GAINESVILLE, Fla. — The Florida lawmaker who sponsored the law that critics have dubbed the “Don’t Say Gay” law was indicted on charges of defrauding a federal coronavirus loan program, prosecutors said Wednesday.
According to a news release from the U.S. Attorney’s Office for the Northern District of Florida, state Rep. Joseph Harding, 35, of Williston, was indicted on six counts, including two counts of wire fraud, two counts of money laundering and two counts of making false statements.
Harding, a Republican who represents District 24 in Florida, is serving his second term in the state’s House of Representatives. He is best known for sponsoring the Parental Rights in Education law that has been called the “Don’t Say Gay” law, The Associated Press reported.
The law forbids instruction on sexual orientation and gender identity in kindergarten through third grade, along with material that is not deemed age-appropriate, according to the news organization.
The Republican-led Legislature passed the bill this year and it was signed into law by Gov. Ron DeSantis. It took effect on July 1.
According to the indictment, Harding committed two acts of wire fraud against the Small Business Administration, and by obtaining COVID-19-related small business loans “through false and fraudulent pretenses” between Dec. 1, 2020, and March 1, 2021.
The indictment accuses Harding of making fraudulent applications for Small Business Administration Economic Injury Disaster Loans by using the names of dormant businesses. Prosecutors also allege that Harding obtained fraudulently created bank statements for one of the businesses to use as documentation for one of his loan applications.
According to Politico, the two companies used on loan applications were The Vak Shack, which according to its website, sells discounted vacuum sealer bags; and Harding Farms, a 46-acre horse and cattle farm facility. Both companies had not been active in Florida from May 2017 to December 2020, Politico reported.
The indictment alleges that Harding obtained and attempted to obtain more than $150,000 in funds from the SBA.
By this conduct, the indictment alleges that Harding “fraudulently obtained and attempted to obtain more than $150,000 in funds from the SBA to which he was not entitled.”
In a statement, Harding said he was innocent of the charges.
“Today, I pleaded not guilty to federal charges that state I improperly obtained and used an EIDL loan issued by the Small Business Administration.
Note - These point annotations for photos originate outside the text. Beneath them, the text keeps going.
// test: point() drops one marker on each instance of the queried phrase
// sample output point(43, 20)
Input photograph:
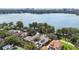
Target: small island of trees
point(37, 36)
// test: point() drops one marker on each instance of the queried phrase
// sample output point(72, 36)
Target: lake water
point(59, 20)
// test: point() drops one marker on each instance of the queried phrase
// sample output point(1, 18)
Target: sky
point(39, 3)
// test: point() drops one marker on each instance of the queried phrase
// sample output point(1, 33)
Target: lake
point(59, 20)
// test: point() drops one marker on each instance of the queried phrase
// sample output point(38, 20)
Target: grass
point(68, 45)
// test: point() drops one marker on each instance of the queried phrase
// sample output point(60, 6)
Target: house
point(1, 39)
point(23, 34)
point(8, 47)
point(28, 38)
point(14, 31)
point(43, 40)
point(55, 45)
point(31, 38)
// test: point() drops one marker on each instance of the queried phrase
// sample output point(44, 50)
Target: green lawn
point(68, 45)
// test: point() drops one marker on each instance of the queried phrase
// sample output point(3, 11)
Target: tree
point(13, 39)
point(10, 24)
point(29, 46)
point(19, 24)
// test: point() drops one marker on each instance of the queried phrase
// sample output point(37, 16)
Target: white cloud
point(39, 4)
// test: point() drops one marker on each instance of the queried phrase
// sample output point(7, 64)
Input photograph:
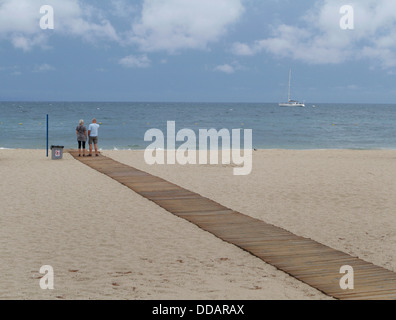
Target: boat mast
point(289, 85)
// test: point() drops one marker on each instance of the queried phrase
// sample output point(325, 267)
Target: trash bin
point(57, 152)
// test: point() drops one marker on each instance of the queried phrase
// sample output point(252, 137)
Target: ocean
point(124, 124)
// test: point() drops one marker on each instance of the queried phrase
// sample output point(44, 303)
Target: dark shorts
point(93, 140)
point(81, 143)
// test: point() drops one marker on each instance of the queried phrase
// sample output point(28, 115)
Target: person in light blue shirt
point(93, 132)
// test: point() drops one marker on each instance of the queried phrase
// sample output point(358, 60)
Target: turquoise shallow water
point(123, 125)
I want the public and my constituents to know that I fully repaid the loan and cooperated with investigators as requested,” Harding said. “On advice from counsel, I will be unable to say anything more specific about the legal proceedings until a later date and refer any questions or concerns related to this matter to my attorney. I ask that you keep me and my family in your prayers as we work for a fair and just resolution. Thank you, and my God bless you.”
Harding has lost his committee assignments for the upcoming legislative term, according to Florida Politics.
“After consultation with Representative Harding regarding his indictment, I am temporarily removing him from his committee assignments to allow him time to focus on this matter,” Speaker Paul Renner said in a written statement. “In America, we adhere to the rule of law, and as such, Rep. Harding is presumed innocent and will have the opportunity to plead his case before a court. Since the indictment does not relate to any aspect of his legislative duties, any further questions should be directed to his legal counsel.”
DeSantis cannot remove a lawmaker from office, even if they are arrested, according to Florida Politics. The Florida Constitution states that “each house shall be the sole judge of the qualifications” of members. To expel a lawmaker, each chamber needs a two-thirds majority vote.
Harding will appear in court on Jan. 11, 2023, in Gainesville, according to prosecutors.